Maria put on her tour guide hat. Told us her son owns the hotel and that’s why she had to be there. Took us up one flight of stairs. Then another. And another. And another. Until we were at what may be the table with the very best view in all of San Miguel. We ordered drinks but then decided we’d rather be downstairs, on the patio, just outside of Maria’s kitchen. I told Maria it was a little chilly up top.
“Wow, isn’t she something”, said brother Doug Hall before we headed down
“She’s wonderful”, said brother Don Hall on the way down.
“So upbeat. So very friendly. So hospitable”, said brother Dave Hall after we’d been seated at our new table.

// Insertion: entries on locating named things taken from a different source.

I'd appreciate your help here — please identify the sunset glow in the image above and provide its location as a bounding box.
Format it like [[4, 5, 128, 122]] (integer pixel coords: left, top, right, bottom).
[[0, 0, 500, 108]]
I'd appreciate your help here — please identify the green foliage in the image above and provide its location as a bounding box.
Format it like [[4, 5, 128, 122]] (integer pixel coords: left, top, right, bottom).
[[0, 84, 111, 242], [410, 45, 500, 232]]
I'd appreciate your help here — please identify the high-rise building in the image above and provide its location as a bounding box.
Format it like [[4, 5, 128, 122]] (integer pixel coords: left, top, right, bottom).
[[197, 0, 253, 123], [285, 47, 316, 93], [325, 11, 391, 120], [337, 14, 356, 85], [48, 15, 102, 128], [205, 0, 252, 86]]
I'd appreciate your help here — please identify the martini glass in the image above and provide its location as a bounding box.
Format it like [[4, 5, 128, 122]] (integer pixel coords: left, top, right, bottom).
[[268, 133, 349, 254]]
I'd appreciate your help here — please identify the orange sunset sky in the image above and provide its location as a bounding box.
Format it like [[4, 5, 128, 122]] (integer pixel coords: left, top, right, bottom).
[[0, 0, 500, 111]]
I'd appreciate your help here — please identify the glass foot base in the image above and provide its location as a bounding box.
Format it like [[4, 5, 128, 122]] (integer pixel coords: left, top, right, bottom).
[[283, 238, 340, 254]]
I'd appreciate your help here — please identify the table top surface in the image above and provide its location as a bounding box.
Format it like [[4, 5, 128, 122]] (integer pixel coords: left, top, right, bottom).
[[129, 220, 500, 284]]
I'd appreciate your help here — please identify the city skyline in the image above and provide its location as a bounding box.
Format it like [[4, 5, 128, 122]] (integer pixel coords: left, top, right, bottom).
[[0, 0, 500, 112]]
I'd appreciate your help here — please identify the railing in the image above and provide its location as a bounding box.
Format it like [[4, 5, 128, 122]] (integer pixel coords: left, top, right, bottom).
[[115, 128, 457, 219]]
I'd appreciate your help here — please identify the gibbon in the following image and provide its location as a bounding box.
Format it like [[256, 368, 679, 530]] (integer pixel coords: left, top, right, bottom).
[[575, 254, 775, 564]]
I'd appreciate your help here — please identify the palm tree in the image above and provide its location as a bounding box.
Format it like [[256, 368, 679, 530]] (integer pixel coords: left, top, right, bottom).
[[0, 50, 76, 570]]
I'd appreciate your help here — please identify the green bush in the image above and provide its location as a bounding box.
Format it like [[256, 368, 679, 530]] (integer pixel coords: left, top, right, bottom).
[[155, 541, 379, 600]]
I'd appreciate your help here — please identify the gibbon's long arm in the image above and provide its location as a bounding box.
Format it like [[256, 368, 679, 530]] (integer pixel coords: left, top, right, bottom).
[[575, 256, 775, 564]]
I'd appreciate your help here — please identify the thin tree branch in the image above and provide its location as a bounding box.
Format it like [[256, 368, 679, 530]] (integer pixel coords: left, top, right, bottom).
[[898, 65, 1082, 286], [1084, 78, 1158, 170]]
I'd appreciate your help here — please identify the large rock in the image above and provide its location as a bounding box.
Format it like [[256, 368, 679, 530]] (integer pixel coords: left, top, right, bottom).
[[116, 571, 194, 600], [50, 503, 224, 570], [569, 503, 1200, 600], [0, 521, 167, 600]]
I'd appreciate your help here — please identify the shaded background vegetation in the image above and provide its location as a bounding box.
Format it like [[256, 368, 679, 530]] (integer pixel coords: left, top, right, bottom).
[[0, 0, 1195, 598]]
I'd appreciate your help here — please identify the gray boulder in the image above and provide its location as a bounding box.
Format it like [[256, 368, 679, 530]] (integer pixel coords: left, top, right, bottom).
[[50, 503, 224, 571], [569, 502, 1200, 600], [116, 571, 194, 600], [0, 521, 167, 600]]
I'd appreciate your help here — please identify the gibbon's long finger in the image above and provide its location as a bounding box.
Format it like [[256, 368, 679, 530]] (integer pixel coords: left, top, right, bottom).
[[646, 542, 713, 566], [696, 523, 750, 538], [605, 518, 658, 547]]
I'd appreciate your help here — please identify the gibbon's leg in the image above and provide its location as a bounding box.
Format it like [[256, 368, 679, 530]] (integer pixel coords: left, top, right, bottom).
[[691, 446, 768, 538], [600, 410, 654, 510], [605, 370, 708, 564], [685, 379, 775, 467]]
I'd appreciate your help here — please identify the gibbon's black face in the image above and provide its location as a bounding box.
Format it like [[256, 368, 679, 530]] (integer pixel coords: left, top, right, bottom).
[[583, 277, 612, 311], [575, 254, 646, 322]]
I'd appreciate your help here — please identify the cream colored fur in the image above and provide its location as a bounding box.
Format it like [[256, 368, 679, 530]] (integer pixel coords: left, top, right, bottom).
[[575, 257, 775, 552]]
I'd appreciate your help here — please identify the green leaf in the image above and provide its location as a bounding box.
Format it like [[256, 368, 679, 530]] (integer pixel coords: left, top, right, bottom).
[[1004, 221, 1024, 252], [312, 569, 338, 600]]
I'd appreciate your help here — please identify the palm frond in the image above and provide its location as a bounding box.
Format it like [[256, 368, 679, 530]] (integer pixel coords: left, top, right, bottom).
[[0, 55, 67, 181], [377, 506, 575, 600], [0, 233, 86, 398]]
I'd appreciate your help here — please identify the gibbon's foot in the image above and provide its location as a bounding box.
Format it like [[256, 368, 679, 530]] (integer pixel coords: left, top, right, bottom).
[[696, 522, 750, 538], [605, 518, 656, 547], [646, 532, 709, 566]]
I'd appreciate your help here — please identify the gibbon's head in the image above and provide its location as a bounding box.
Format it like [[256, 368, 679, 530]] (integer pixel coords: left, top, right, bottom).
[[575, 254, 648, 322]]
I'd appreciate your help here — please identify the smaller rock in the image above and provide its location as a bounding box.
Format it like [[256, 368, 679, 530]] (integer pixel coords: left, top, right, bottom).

At every place that Maria Auxilio Trujillo cooks, the menu changes every day. The menu del dia was squiggled on a piece of white card above our heads. It wasn’t art, it was information. Dave and Don chose the arrachera. Doug and I chose the chile en nogada.
Now I’m going to presume you know what chile en nogada is because, if you don’t, it would take me an entire blog post to explain. In 50 words or less, it’s an historically important dish that starts with a slightly spicy poblano pepper, that is then stuffed with something you might have found in a mincemeat pie many Christmases ago, and is then doused in a sauce that resembles liquid nougat.
Sound like something you might not even want for dessert? Never mind a main? Think again. Especially if it’s Maria Auxilio Trujillo’s chile en nogada.
You see, Chef Maria’s chile en nogada is not like everyone’s chile en nogada. Up the street, a few short blocks away is El Arbol, where one of San Miguel’s other classic chefs, Mercedes “Meche” Arteaga, makes a much more meaty chile en nogada. Chef Maria’s chile en nogada is different, it’s all about the fruit. It’s sweeter. And if you like your chiles en nogada sweet, you’ll probably like Maria’s chiles en nogada more than any other you’ve ever tasted.
Maria used to restrict her main courses to two or three choices each day at her previous locations for Sabores y Salsas. She has expanded that at El Mirador. In addition to the chiles and steak, there was red snapper, pasta, chicken enchiladas with a choice of salsa rojo or salsa verde, even the rarely seen cecina de morelos, the dried beef specialty that I promised her I would come back for.
I asked Maria if I could visit her kitchen. I asked her what went inside her chile en nogada.
“Meat, of course; it’s beef”, she told me, “and almonds and walnuts, peanuts and coconut, cinnamon and cloves, pineapple, apple, pear, banana, peach, raisins and…what are they called in English…the things they serve with turkey.”
“Cranberries?”, I replied.
“Si, yes”, said Chef Maria.
Most chefs finely chop and mince the contents of their chile stuffing. Chef Maria gives it a much rougher chop. You can see and taste the apple and pear. You can see and taste the peach and pineapple. It’s like ten different flavors all taking solos but still singing harmony together.
I couldn’t leave Sabores y Salsas without a dessert. And neither could the Hall brothers. We all chose lime pie. And three of us washed it down with cafe de olla, the Mexican style coffee with cinnamon and molasses.
We paid the bill…which always seems to be ridiculously low at Sabores y Salsas…and took one last look from the balcony at the smoky blue grey hills to the west. I think Maria Auxilio Trujillo has finally found her home. I know she’ll be finding me there more often.
Sabores y Salsas is located in El Mirador Hotel, Salida a Queretaro 88A in San Miguel de Allende, Mexico. The restaurant is open for breakfast and lunch every day but Tuesday from 9:00 am.